Rochester Art Center is proud to participate as a satellite site of The Guerrilla Girls Twin Cities Takeover. RAC’s Accent Gallery is offered to the public as an additive, mutable project space for feminist artists and activists. One of the central themes in Curreri’s exhibition emphasizes a call to action through engagement. In this spirit, conceptually connecting with the notion of the ‘every day activist’, we have invited the iconic feminist art group The Guerrilla Girls to present fifteen works in the project space. These posters reflect more than 30 years of work, propagandizing the ideas of feminism and art activism. A SPEAK OUT wall encourages the audience to respond to both exhibitions, but also to the ideas found within them. The posters and audience engagement wall are activated by your presence, and we also encourage you to reflect at the reading table, with a selection of books and important texts that have informed Amanda Curreri’s practice.

PROJECT Feminist Space is conceived as a project space, which is a site that serves as a laboratory for experiments and ideas, opens up the possibility of introducing new work and interpretations, provides room for process-led artwork that evokes, and includes interactive elements that facilitate social engagement. The informal, studio-like presentation is an intentional curatorial gesture—with nails in artwork, washi tape delineating space, and a salon-style arrangement of artworks on the walls all indicating this intentionality.

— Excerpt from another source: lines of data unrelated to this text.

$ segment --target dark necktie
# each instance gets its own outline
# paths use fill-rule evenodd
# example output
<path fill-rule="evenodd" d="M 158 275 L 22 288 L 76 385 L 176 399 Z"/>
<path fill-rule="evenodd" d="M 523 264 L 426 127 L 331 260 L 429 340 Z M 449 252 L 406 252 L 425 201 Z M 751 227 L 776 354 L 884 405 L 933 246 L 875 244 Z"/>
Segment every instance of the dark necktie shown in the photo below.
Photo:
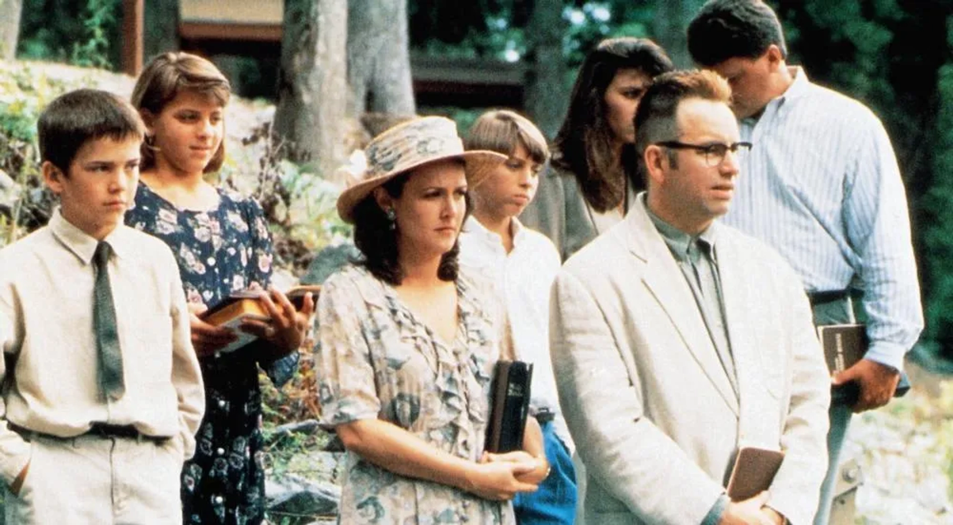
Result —
<path fill-rule="evenodd" d="M 96 333 L 99 353 L 99 384 L 110 399 L 122 397 L 126 392 L 122 376 L 122 351 L 116 330 L 116 310 L 110 288 L 109 261 L 112 248 L 99 241 L 92 260 L 96 265 L 96 284 L 93 289 L 92 326 Z"/>

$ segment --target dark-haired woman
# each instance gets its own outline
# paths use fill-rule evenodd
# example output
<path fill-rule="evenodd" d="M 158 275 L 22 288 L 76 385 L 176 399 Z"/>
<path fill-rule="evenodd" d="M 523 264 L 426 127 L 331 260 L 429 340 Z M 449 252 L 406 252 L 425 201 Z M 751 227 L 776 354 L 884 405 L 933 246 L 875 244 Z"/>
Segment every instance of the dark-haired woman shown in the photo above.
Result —
<path fill-rule="evenodd" d="M 524 451 L 483 452 L 502 331 L 489 287 L 456 265 L 467 185 L 505 156 L 464 152 L 441 117 L 392 128 L 367 156 L 337 201 L 362 258 L 318 301 L 321 421 L 348 450 L 339 522 L 512 524 L 508 500 L 548 464 L 532 418 Z"/>
<path fill-rule="evenodd" d="M 638 192 L 633 117 L 652 79 L 673 70 L 644 38 L 603 40 L 582 62 L 549 170 L 520 216 L 569 258 L 620 221 Z"/>

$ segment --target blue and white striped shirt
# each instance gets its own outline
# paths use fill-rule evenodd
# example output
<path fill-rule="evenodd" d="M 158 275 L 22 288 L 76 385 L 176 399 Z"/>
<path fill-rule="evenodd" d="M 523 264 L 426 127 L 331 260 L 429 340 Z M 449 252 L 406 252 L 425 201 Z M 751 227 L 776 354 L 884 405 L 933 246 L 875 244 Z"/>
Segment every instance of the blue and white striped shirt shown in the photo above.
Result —
<path fill-rule="evenodd" d="M 923 327 L 906 195 L 890 139 L 860 102 L 812 84 L 801 68 L 760 117 L 740 159 L 723 222 L 773 246 L 808 292 L 857 288 L 866 357 L 902 369 Z"/>

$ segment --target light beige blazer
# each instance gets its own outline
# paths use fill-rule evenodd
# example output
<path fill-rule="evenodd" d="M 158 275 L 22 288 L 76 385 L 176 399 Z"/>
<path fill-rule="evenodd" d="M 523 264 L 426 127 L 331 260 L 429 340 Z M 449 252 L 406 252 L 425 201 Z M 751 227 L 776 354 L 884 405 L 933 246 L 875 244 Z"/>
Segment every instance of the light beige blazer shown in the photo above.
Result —
<path fill-rule="evenodd" d="M 813 518 L 830 380 L 810 308 L 780 255 L 719 227 L 737 396 L 641 195 L 554 284 L 550 343 L 586 523 L 698 525 L 742 444 L 786 453 L 769 504 L 795 525 Z"/>

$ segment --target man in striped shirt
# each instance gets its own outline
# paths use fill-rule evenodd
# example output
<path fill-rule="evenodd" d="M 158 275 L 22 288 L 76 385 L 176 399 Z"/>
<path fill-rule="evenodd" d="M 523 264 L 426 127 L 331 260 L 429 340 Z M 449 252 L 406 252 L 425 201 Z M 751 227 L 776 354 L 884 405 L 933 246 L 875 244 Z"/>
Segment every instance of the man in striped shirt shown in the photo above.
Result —
<path fill-rule="evenodd" d="M 688 28 L 688 49 L 729 81 L 740 139 L 754 144 L 723 222 L 787 259 L 816 324 L 851 322 L 851 293 L 861 297 L 870 347 L 832 377 L 860 394 L 830 408 L 830 463 L 815 519 L 823 524 L 851 414 L 890 400 L 923 329 L 903 183 L 877 116 L 789 67 L 781 24 L 760 0 L 707 2 Z"/>

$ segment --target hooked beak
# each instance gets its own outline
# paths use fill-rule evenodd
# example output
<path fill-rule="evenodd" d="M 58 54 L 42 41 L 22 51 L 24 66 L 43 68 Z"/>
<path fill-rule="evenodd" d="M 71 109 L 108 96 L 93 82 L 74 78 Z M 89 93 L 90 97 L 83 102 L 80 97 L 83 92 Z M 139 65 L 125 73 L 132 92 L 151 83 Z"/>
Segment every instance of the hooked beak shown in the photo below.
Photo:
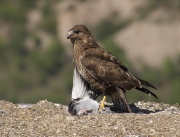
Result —
<path fill-rule="evenodd" d="M 69 30 L 67 35 L 66 35 L 66 38 L 70 39 L 73 34 L 74 34 L 74 31 L 73 30 Z"/>

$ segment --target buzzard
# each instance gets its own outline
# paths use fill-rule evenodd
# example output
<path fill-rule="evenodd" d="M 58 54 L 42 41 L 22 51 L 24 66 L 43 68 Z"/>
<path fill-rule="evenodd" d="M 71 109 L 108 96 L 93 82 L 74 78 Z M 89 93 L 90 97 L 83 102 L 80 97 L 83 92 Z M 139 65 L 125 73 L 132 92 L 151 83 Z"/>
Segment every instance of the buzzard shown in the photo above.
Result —
<path fill-rule="evenodd" d="M 114 106 L 124 112 L 131 112 L 126 90 L 137 89 L 158 98 L 144 88 L 156 89 L 152 84 L 132 75 L 128 69 L 110 52 L 100 47 L 84 25 L 76 25 L 67 33 L 74 49 L 75 67 L 81 77 L 104 95 L 99 111 L 104 109 L 106 96 L 110 96 Z"/>

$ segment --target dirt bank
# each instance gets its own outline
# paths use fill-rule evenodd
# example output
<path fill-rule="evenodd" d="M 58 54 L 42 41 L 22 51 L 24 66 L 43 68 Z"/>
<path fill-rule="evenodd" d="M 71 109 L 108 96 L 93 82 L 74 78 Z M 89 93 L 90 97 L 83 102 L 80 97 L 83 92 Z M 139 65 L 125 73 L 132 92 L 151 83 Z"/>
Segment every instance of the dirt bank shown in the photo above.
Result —
<path fill-rule="evenodd" d="M 180 106 L 131 104 L 136 113 L 72 116 L 67 106 L 0 101 L 0 136 L 180 136 Z"/>

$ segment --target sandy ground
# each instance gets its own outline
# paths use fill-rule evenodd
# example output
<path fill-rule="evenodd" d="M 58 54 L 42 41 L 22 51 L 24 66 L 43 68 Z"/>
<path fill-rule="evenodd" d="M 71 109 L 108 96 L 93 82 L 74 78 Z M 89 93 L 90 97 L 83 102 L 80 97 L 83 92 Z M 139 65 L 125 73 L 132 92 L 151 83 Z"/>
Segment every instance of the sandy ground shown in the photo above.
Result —
<path fill-rule="evenodd" d="M 180 137 L 180 105 L 131 104 L 134 113 L 72 116 L 67 106 L 46 100 L 36 104 L 0 101 L 0 137 Z"/>

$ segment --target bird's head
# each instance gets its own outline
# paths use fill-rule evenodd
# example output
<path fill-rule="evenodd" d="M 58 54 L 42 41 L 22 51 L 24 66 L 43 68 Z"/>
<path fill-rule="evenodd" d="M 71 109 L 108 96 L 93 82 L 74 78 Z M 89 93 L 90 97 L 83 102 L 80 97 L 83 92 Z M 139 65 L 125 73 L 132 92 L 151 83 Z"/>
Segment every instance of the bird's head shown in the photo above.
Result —
<path fill-rule="evenodd" d="M 85 35 L 89 35 L 90 32 L 84 25 L 76 25 L 70 29 L 66 35 L 67 39 L 82 39 Z M 91 34 L 90 34 L 91 35 Z"/>

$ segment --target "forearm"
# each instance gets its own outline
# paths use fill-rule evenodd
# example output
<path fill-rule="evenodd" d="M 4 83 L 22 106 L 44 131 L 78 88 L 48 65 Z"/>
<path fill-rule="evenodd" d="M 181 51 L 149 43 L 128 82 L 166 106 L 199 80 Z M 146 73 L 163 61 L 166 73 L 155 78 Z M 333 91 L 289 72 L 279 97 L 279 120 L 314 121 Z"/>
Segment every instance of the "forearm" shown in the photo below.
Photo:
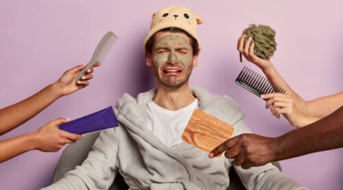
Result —
<path fill-rule="evenodd" d="M 289 95 L 292 97 L 293 101 L 294 101 L 294 104 L 296 105 L 297 108 L 301 112 L 304 112 L 307 109 L 307 104 L 306 101 L 303 99 L 300 96 L 292 89 L 282 76 L 279 73 L 275 67 L 274 67 L 272 62 L 270 62 L 268 67 L 261 67 L 261 69 L 271 83 L 276 84 L 286 91 L 285 94 Z"/>
<path fill-rule="evenodd" d="M 343 147 L 343 106 L 327 117 L 276 139 L 275 159 L 280 161 Z"/>
<path fill-rule="evenodd" d="M 16 104 L 0 110 L 0 135 L 23 124 L 61 97 L 56 83 Z"/>
<path fill-rule="evenodd" d="M 309 101 L 308 115 L 324 117 L 343 105 L 343 91 Z"/>
<path fill-rule="evenodd" d="M 0 141 L 0 163 L 35 148 L 33 133 Z"/>

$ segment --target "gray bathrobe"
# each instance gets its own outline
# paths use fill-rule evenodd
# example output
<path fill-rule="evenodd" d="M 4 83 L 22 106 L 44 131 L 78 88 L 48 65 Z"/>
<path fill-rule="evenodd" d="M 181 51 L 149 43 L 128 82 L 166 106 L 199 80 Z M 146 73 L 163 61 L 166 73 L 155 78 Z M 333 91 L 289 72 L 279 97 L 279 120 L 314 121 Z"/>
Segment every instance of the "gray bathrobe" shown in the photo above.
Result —
<path fill-rule="evenodd" d="M 231 98 L 191 88 L 200 109 L 234 126 L 233 136 L 250 132 Z M 226 189 L 232 160 L 210 159 L 187 143 L 172 149 L 148 130 L 147 102 L 155 93 L 153 89 L 137 99 L 125 94 L 115 109 L 119 126 L 102 131 L 82 165 L 44 189 L 107 189 L 117 171 L 130 189 Z M 233 167 L 248 189 L 307 189 L 270 163 L 249 169 Z"/>

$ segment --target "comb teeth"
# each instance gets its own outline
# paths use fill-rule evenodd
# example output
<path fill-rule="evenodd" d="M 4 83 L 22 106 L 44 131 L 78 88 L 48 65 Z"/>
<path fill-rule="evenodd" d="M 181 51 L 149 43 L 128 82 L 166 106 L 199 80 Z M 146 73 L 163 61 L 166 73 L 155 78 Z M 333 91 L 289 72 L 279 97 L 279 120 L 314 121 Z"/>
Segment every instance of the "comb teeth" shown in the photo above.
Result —
<path fill-rule="evenodd" d="M 258 97 L 263 94 L 273 93 L 284 94 L 286 92 L 280 86 L 271 84 L 265 78 L 246 67 L 244 67 L 238 75 L 236 83 Z"/>
<path fill-rule="evenodd" d="M 105 59 L 107 54 L 108 53 L 110 49 L 112 48 L 113 45 L 115 43 L 115 42 L 118 39 L 118 38 L 112 32 L 111 32 L 110 35 L 108 34 L 108 36 L 105 36 L 104 38 L 106 38 L 106 37 L 107 37 L 107 38 L 103 39 L 104 45 L 103 45 L 102 47 L 101 48 L 101 49 L 99 49 L 99 54 L 98 54 L 97 58 L 97 59 L 101 62 L 104 62 L 104 60 Z"/>

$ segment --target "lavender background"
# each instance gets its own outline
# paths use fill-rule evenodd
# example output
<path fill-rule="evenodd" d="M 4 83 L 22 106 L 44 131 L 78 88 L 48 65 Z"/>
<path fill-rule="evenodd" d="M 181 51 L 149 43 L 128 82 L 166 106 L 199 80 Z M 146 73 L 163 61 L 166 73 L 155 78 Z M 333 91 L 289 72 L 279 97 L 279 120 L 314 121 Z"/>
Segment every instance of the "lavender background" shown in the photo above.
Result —
<path fill-rule="evenodd" d="M 250 23 L 276 31 L 272 59 L 289 84 L 309 100 L 343 89 L 341 1 L 0 1 L 0 108 L 54 82 L 67 69 L 88 61 L 102 35 L 119 39 L 86 88 L 62 97 L 0 141 L 33 131 L 59 117 L 76 119 L 154 87 L 142 41 L 153 12 L 183 5 L 204 20 L 202 49 L 191 83 L 231 96 L 246 111 L 253 132 L 276 136 L 293 129 L 264 109 L 265 102 L 235 84 L 244 65 L 237 40 Z M 0 124 L 1 126 L 1 124 Z M 318 142 L 320 143 L 320 142 Z M 0 189 L 38 189 L 51 182 L 62 153 L 32 151 L 0 164 Z M 342 189 L 343 150 L 281 161 L 284 172 L 311 189 Z"/>

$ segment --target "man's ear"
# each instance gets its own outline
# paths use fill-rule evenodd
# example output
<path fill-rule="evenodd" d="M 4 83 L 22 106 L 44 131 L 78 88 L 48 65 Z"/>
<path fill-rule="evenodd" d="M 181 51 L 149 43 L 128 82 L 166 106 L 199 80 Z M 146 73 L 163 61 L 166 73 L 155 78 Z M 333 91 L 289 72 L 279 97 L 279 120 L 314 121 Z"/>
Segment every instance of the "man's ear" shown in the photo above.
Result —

Check out RAC’s Executive Director Megan Johnson’s Art 21 Piece about the Guerrilla Girls here.


The Guerrilla Girls are feminist masked avengers in the tradition of anonymous do-gooders like Robin Hood, Wonder Woman and Batman. Over 50 women have been members over the years, some for weeks, some for decades. They use facts, humor and outrageous visuals to expose discrimination and corruption in politics, art, film, and pop culture. They undermine the idea of a mainstream narrative by revealing the understory, the subtext, the overlooked, and the downright unfair. Over the past 30 years they have reinvented the f-word ‘feminism’ in more than a hundred posters, street projects, actions, books, and billboards. They’ve unveiled anti-film industry billboards in Hollywood just in time for the Oscars, dissed the Museum of Modern Art in New York at its own Feminist Futures Symposium, and created large scale projects for the Venice Biennale; the Centre Pompidou, Paris; Istanbul; Mexico City; London; Athens; Rotterdam; Bilbao; Sarajevo; Shanghai; Ireland; Krakow and Montreal.

They are authors of street projects, stickers, billboards, posters, and several books including The Guerrilla Girls’ Bedside Companion to the History of Western Art; Bitches, Bimbos and Ballbreakers: The Guerrilla Girls’ Guide to Female Stereotypes; The Guerrilla Girls’ Art Museum Activity Book; and The Guerrilla Girls’ Hysterical Herstory of Hysteria and How it Was Cured, from Ancient times Until Now. Most recently they did a stealth sticker campaign in New York about the super rich hijacking art, and a billboard in Reykjavík, Iceland, about discrimination in the Icelandic film industry. Their retrospectives in Bilbao and Madrid have attracted thousands. They travel the world doing gigs and workshops, collaborating with others who want to create their own activist campaigns. Just in the last few years, they have been in the UK, France, Australia, Brazil, Spain, Sweden, Norway, Finland, Switzerland, Poland, Ireland, Iceland and Canada, as well as all over the United States. Next up: street and museum projects all over Minneapolis in the Guerrilla Girls Twin Cities Takeover in 2016.